October 20, 2008 in Nation/World

Farrakhan calls for ‘new beginning’

 

Nation of Islam Minister Louis Farrakhan stressed unity among religions, while still preaching a message of black empowerment, at a rare public event Sunday deemed “a new beginning” for the Chicago-based movement.

In the nearly two-hour speech, Farrakhan covered topics including immigration, public schools, violence and morality. He vaguely referred to the presidential election but did not specifically mention any candidates.

“We are all in a journey to become complete human beings,” the 75-year-old Farrakhan told the crowd of thousands gathered inside Mosque Maryam and in white tents outside. “Look how we have become so divided, so hateful, while claiming the same creator.”

Farrakhan renewed a call for many to get back to the basic tenets of Islam, while still encouraging black pride.

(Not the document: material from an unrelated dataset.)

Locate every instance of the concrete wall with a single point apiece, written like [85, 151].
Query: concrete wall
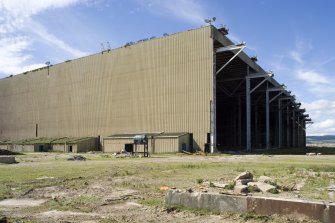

Sunday’s event was a rededication to the historic 1948 building. The mosque, once a Greek Orthodox church, has undergone major renovations, including getting new marble floors, since it was bought by the Nation in 1972.

ST. JOHNSBURY, Vt.

Deployed auditor up for re-election

There’s only one thing missing from Thomas Salmon’s re-election campaign – Thomas Salmon.

Serving in Iraq with the U.S. Naval Reserve, the Vermont state auditor isn’t allowed to participate in his campaign because of a Pentagon ban on politicking by active duty members of the military.

And his absence from the three-way race has made for a curious campaign, prompting one rival to pass up the race, two others to wage halfhearted campaigns and Salmon’s wife, campaign manager and father to act as his surrogates.

“It is a very bizarre situation,” said his wife, Leslie Salmon.

Salmon, a 45-year-old Democrat whose father once served as governor, was elected state auditor in 2006. He was notified about his yearlong deployment last May and shipped out a month later, leaving behind his wife and four children, his job as Vermont’s chief fiscal watchdog and his campaign for re-election.

Republican Randy Brock, who narrowly lost to Salmon in 2006 and had been mulling another run, backed off.

“With Tom Salmon being deployed to a combat zone, I just did not feel it was at all appropriate to enter into a contest against someone in that situation,” said Brock, who is a Vietnam veteran.

Martha Abbott, a professional tax preparer who chairs the state’s Progressive Party, says she’ll put up some lawn signs but won’t raise money, print fliers or send campaign literature to homes – out of deference to Salmon, since he can’t campaign.

The third challenger, Liberty Union candidate Jerry Levy, 68, of Brattleboro, is on the ballot but not actively campaigning.

MORGAN, Utah

Golf cart driver eludes officers

A Utah sheriff’s office has found that it shouldn’t underestimate the golf cart as a getaway car.

A suspect in a souped-up cart managed to elude officers who pursued him last month through an alfalfa field – but only for a while. He was arrested the next day at his grandmother’s house.

Officers started pursuing the driver after he was spotted spinning out in a city park in Morgan. He took off into an alfalfa field and jumped irrigation ditches that the sheriff’s cruisers couldn’t cross.

Morgan County Sheriff’s Sgt. Scott Peay suspects the cart was fitted with a car engine instead of the original electric motor.